Hillary Aisenstein (C'99) arrived at Penn from Las Vegas, full of vague notions about community service and involvement. Then, last year, she saw the light, and learned a lot about University City in the process. This summer, she decided to help turn her new neighborhood green, and has learned even more about University City and Philadelphia.
Photo by Tommy Leonardi
Aisenstein's enlightenment came while working on the UC Brite project, which helped homeowners light up more than 100 residential blocks in University City. "My first real introduction to the neighborhood, and to dealing with everything on a small level, was with UC Brite," she said, "and it was a fabulous learning experience."
It also led her to move off-campus, into the neighborhood, and to broaden and deepen her involvement through programs involving the School District of Philadelphia that would further beautify the community and provide useful summer work for local school children.
Prior to UC Brite, Aisenstein's interest in urban issues was general in nature.

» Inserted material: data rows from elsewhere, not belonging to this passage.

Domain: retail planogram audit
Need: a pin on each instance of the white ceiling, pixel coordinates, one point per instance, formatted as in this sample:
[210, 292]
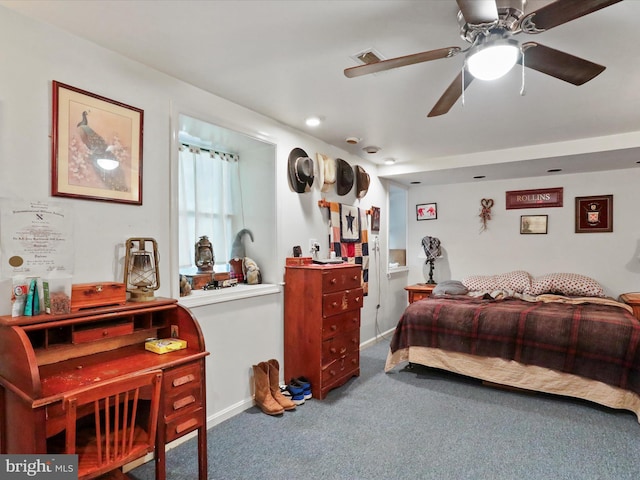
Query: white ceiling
[285, 59]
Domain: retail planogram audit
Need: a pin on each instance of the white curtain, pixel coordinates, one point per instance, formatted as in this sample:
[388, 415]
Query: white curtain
[210, 199]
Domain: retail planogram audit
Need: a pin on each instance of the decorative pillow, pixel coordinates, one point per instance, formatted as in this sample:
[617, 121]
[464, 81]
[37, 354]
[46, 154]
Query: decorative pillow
[518, 281]
[566, 284]
[451, 287]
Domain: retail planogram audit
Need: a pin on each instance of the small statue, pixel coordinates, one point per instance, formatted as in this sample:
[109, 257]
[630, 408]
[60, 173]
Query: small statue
[204, 256]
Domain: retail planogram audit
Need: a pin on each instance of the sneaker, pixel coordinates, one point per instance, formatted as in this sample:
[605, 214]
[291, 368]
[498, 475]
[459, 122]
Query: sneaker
[306, 386]
[284, 391]
[297, 393]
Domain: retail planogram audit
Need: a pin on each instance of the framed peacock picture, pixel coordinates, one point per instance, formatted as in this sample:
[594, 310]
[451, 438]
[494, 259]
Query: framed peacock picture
[96, 147]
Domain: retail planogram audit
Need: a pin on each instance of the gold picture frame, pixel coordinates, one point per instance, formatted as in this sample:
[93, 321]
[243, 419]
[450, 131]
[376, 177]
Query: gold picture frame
[96, 147]
[594, 214]
[533, 224]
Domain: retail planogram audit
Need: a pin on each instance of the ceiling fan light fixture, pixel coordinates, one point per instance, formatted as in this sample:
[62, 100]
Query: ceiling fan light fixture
[313, 121]
[493, 58]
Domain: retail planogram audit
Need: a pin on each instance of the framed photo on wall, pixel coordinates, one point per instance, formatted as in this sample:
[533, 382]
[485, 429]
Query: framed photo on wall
[533, 224]
[96, 147]
[594, 214]
[427, 211]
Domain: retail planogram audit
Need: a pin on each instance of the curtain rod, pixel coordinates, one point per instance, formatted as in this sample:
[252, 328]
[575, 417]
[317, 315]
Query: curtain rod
[185, 144]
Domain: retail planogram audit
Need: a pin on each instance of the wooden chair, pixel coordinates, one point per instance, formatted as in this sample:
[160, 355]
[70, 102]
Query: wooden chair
[108, 426]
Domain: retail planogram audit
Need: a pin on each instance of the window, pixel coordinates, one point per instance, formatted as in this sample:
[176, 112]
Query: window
[210, 202]
[225, 183]
[397, 226]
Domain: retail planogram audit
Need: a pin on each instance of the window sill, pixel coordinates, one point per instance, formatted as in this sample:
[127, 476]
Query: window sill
[199, 298]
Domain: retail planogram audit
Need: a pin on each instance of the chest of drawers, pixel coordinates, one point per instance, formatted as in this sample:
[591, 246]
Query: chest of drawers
[322, 324]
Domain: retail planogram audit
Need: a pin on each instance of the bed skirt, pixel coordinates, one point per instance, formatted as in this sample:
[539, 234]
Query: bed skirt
[514, 374]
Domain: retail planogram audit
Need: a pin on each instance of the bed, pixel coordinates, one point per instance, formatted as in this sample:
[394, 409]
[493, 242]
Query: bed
[546, 338]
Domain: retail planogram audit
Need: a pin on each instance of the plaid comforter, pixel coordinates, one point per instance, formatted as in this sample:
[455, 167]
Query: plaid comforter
[596, 341]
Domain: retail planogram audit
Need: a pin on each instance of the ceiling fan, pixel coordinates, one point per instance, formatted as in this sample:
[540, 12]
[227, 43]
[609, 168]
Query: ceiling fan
[489, 25]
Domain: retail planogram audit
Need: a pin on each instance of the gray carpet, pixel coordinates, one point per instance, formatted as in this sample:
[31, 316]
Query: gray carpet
[420, 424]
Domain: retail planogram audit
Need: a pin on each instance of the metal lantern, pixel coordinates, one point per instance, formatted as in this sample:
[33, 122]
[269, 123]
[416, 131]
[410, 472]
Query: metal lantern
[204, 257]
[141, 274]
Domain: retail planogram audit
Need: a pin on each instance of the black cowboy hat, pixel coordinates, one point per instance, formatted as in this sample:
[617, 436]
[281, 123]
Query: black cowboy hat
[300, 171]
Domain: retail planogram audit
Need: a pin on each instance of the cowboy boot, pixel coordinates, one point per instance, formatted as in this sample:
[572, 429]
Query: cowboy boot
[274, 384]
[262, 394]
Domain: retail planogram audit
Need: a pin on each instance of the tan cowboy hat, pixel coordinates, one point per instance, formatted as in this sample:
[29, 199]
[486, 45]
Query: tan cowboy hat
[300, 171]
[362, 182]
[344, 177]
[327, 168]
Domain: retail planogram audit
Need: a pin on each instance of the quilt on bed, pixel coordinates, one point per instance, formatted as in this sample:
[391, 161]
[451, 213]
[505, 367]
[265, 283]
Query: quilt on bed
[593, 340]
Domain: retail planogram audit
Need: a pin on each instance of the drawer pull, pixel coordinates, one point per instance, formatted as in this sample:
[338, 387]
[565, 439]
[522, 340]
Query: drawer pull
[183, 402]
[181, 427]
[184, 380]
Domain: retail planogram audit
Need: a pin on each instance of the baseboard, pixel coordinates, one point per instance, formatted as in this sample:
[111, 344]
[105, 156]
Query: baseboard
[229, 412]
[376, 339]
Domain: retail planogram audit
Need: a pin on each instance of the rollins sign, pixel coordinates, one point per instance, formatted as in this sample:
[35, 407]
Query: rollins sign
[544, 197]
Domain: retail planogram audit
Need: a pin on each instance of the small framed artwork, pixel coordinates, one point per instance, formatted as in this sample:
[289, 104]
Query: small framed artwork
[533, 224]
[96, 147]
[594, 214]
[375, 219]
[427, 211]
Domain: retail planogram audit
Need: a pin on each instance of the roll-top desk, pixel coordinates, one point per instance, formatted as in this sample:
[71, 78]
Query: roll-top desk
[45, 357]
[322, 324]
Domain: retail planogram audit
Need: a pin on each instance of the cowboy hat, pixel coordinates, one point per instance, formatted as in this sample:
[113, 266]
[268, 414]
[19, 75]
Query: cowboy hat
[300, 171]
[327, 167]
[362, 182]
[344, 177]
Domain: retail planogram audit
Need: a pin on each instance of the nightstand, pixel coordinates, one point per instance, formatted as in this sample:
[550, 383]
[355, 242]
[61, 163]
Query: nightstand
[632, 299]
[423, 290]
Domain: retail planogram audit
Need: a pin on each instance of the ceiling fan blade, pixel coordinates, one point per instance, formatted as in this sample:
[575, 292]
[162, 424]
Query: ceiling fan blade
[559, 12]
[451, 95]
[478, 11]
[401, 61]
[561, 65]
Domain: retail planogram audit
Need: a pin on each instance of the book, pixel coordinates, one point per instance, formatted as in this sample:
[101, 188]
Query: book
[164, 345]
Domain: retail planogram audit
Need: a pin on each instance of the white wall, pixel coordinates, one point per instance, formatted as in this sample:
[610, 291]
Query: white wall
[238, 333]
[611, 258]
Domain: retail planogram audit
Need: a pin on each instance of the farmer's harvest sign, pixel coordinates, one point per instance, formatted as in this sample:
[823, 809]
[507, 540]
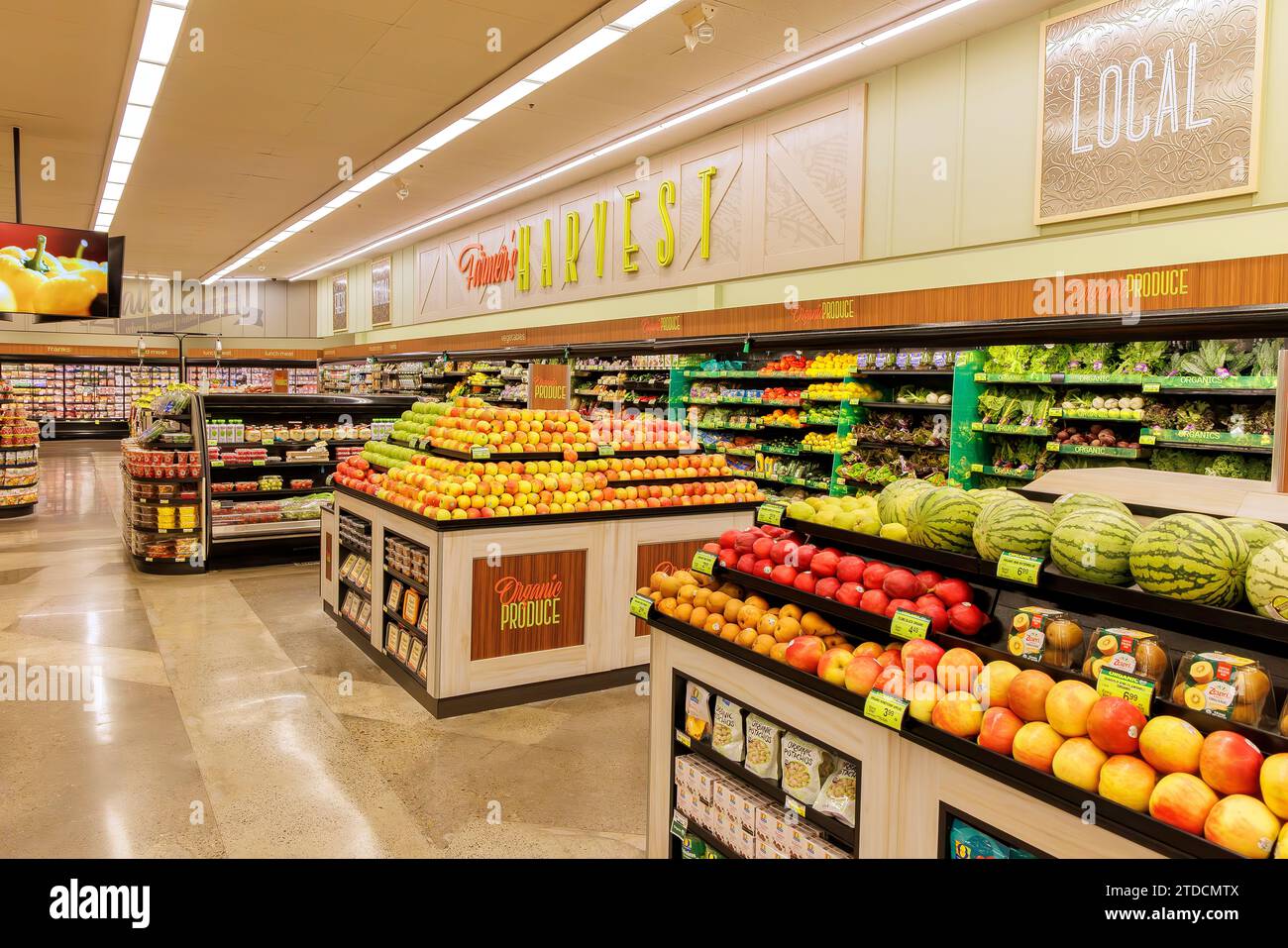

While she helped plan the Undergraduate Assembly-sponsored conference on Penn's role in West Philadelphia in the spring of 1998, she had not really thought much about becoming involved in specific community issues, even though it was a community tragedy -- the shooting of Vladimir Sled -- that led her to get involved in planning the conference.
But her work on UC Brite changed all that. "I got out into the community, did lighting surveys, met people -- it was great," she said.
It also changed her view of the neighborhood completely. "I think it's all about familiarity," she said. "Being on a street you're not familiar with, and you've only heard what other people have told you, mostly students who don't know what they're talking about -- it's a lot different from going someplace for the 17th time; it just feels normal after that."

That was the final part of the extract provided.